I suppose I should be grateful she didn't say "I like round things - can I touch your stomach?", but even so, it wasn't the kind of request I felt inclined to agree to. So I attempted to laugh it off. She persisted. I told her we'd only just met. She assured me it wouldn't hurt and she only wanted to feel my head (anyone would think I was being unreasonable here). So I told her my girlfriend would be jealous - a statement which prompted a two minute speech from the woman on how she's not attracted to me sexually, she's not 'after' me, she's been single for many years (big surprise), she's not interested in a relationship, and Lisa has nothing to fear.

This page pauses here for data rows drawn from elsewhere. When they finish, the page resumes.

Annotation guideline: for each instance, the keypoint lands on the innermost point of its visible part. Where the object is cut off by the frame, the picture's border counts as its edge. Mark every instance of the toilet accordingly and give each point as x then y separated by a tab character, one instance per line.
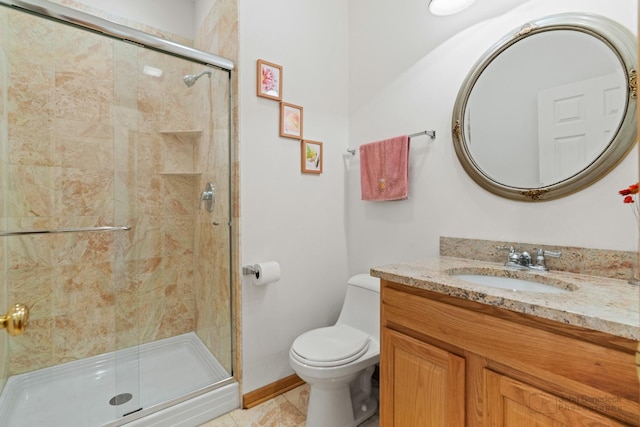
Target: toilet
338	361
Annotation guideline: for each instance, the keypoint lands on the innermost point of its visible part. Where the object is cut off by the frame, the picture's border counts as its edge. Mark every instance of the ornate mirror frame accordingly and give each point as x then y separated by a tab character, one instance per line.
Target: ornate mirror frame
621	41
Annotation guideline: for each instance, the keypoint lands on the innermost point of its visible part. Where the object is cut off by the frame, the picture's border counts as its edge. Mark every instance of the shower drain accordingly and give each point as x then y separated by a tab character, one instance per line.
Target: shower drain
120	399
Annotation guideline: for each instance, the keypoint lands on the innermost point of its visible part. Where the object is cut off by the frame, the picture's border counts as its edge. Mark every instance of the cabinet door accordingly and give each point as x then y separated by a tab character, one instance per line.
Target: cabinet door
421	385
508	402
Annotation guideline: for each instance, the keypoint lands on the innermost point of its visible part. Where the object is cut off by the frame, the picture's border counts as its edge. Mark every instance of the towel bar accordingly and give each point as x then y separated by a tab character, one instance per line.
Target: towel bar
431	133
63	230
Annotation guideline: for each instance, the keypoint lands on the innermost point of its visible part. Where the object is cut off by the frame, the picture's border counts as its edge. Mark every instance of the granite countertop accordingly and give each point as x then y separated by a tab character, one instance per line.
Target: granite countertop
599	303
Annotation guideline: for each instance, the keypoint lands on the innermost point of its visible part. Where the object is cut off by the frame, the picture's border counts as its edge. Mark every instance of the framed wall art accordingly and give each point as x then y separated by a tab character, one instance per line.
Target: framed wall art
311	156
290	120
269	80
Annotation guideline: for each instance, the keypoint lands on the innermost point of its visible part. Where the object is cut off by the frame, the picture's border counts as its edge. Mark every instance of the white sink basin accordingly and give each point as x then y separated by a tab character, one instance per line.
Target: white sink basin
510	283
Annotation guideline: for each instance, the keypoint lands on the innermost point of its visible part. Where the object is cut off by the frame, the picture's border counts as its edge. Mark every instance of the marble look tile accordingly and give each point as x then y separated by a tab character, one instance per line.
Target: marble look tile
299	397
275	412
288	409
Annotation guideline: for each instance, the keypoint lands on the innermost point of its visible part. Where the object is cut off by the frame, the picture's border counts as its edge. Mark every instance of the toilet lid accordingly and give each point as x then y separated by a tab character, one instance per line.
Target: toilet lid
331	346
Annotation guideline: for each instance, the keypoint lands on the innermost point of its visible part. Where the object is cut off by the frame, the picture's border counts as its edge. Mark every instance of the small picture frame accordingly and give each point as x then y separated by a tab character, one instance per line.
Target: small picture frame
290	121
269	80
311	156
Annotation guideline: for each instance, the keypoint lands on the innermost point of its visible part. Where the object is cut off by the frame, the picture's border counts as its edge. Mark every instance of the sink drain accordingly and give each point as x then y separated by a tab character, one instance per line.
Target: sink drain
121	398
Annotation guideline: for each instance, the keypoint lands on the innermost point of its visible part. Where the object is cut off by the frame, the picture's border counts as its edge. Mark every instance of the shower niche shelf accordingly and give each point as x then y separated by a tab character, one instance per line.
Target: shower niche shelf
180	152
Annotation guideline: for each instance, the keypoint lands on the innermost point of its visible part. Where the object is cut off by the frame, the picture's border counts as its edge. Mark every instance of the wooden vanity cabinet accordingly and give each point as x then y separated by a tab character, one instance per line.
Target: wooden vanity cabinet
447	361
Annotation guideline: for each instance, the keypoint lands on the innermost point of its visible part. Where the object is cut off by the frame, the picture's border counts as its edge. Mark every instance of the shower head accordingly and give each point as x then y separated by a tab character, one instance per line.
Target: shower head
191	79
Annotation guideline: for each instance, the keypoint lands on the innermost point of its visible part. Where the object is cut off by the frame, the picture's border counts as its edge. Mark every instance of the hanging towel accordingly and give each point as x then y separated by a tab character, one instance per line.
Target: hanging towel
384	169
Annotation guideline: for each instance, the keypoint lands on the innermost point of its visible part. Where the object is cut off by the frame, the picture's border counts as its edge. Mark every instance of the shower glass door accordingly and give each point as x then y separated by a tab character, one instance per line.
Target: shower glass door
109	147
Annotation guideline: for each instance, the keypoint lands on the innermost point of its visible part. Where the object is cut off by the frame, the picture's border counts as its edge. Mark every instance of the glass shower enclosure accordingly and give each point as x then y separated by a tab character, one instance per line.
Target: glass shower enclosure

To be honest, I felt she was a little too keen to make that point. I'd have been happy with a simple "I can see you're out of my league, and I wouldn't stand a chance", rather than the emphatic way she announced to the entire shop that she didn't fancy me. But you can't have everything.

Fortunately she got distracted at that point by another shopper's skirt, and was forced to interrupt our conversation in order to shout an aggressive compliment at the woman, who was fast disappearing out the door. I was tempted to follow her, but I had a £3.50 Next shirt in my hand, and nothing comes between me and a charity shop bargain.

So I made the most of the diversion, and attempted to head for the till, only to be cut off at the pass by the toothless crone (it's a term of affection), who was a faster mover than she looked. She said "So am I going to get a laugh today?", I considered saying "Only if you look in the mirror", but instead went with "Not from me, no" in a cheery voice.

It didn't go down well. For a moment I thought she was going to hit me. Or worse - fondle my forehead. She asked again, with the kind of expression that said "Either I touch your head, or you die", but fortunately for me, the girl on the till, who had been making some half-hearted attempts to intervene and persuade the woman to leave me alone, finally took matters into her own hands, and in a stern voice said:

"I think you'd better go and work upstairs now". Wherepon the crooked hag disappeared through the door behind the counter.

So after all that, it turns out she worked there. I can only presume she comes across better in interviews.